Friday, November 19, 2010


Sometimes a book comes along that you just love so much and you see people buzzing about it for awards and you get really excited and invested because OMG YOU LOVE THAT BOOK and then it doesn't get nominated for anything and now there are copies at Amazon for a penny and a sales rank over a million and you wish you could just buy three thousand copies yourself and send them to everyone you know or will ever know and tell to read it if they have ANY interest in a wonderful historical love story.

That book, for me, is A True and Faithful Narrative by Katherine Sturtevant which came out in 2006 and now seems almost entirely forgotten. Let me tell you what I love about this book:

--Meg, the main character. She loves reading and writing, and her journey to becoming a writer is wonderful and rings very true. She's a strong girl that modern women can identify with, but at the same time she is most definitely a product of her age. Modern girls might like her, but she is NOT a modern girl plunked into the 17th century.
--Edward, the love interest, and his relationship with Meg. It's not simple. It's not quick. It keeps you guessing a bit. As a reader, I had time to fall in love with Edward myself. He's smart. He's a bit tortured (quite literally, he was physically tortured). But it's not too much. One of my favorite book love interests ever. If you like love stories between smart people, for goodness sake do yourself a favor and BUY THIS RIGHT NOW.
--There is a subplot about Muslims and Islam and the politics and relations of the time that are accurate to the past but also resonate to now, and they're very well thought out. Shades of grey on both sides. I love shades of grey.
--The language and historical feel. It feels like the time period, but it's not feels fresh, like you're really there, and besides that some of the lines in this book are very lyrical and wonderful but not pretentiously so.

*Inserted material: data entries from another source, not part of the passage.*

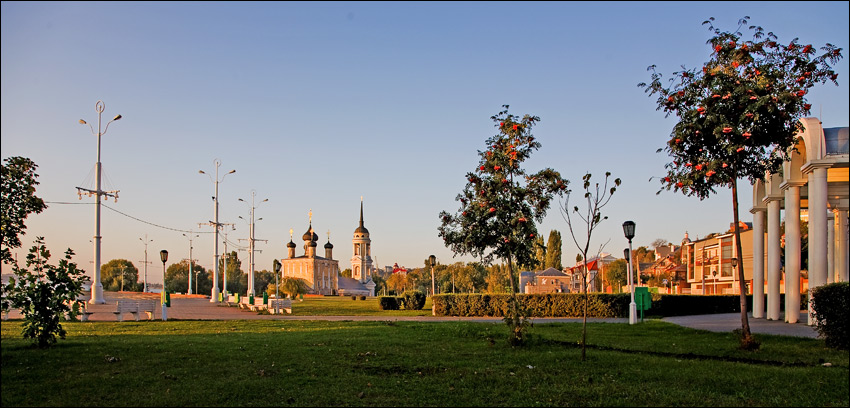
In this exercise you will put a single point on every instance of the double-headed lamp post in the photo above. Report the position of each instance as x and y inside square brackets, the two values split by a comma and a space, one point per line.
[629, 231]
[191, 237]
[276, 267]
[216, 225]
[164, 295]
[251, 239]
[97, 285]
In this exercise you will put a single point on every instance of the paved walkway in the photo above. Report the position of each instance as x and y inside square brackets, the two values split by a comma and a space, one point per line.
[198, 307]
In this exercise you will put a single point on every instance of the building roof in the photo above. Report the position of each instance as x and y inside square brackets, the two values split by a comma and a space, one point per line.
[837, 140]
[344, 283]
[551, 272]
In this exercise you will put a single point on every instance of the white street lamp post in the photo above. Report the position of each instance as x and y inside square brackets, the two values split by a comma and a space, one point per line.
[216, 225]
[97, 285]
[164, 295]
[191, 237]
[251, 243]
[276, 267]
[629, 231]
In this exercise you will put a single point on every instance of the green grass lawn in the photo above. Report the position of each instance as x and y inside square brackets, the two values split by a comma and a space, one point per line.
[321, 363]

Reviewing books has never been my forte, so I hardly know how to say how much I love this book, but really, read it. I don't reread books that often but I've reread this one, and I'll reread it again more than once.

Thursday, November 18, 2010

Ten Types of Reviews That Make Authors Sad

First, let me say that I love reviews in general. Some authors avoid reading their reviews ever. But I actually would not want to never read my reviews. I like knowing that some people loved my book, I love seeing thoughtful reactions, I like knowing what generally didn't go over well, and so while I might angst about those things, I enjoy them too. I praise those who are wise to avoid them to protect their sanity, but I will keep reading reviews. I've probably read 500 different opinions of Magic Under Glass already. After awhile, any one opinion means very little, but getting a feel for the collective opinion is nice.

So this is not a criticism against reviewers. This is just...a hopefully amusing list inspired by a Tenners/Elevensies chat the other day in which we Tenners warned the Elevensies what to expect and NOT TO STRESS over it. If possible. (Probably not possible.)

All book examples are made up and resemblance to real books is purely coincidental. In no particular order:

1. The Sloppy Slam. The reviewer didn't like your book. Or maybe they kind of liked it, but damned it with faint praise. More importantly, they called your fairy character a pixie and spelled Rutherford's name wrong, so clearly they weren't even PAYING ATTENTION REALLY so how dare they say the whole thing was just dumb? Also they added an apostrophe in an ungrammatical place.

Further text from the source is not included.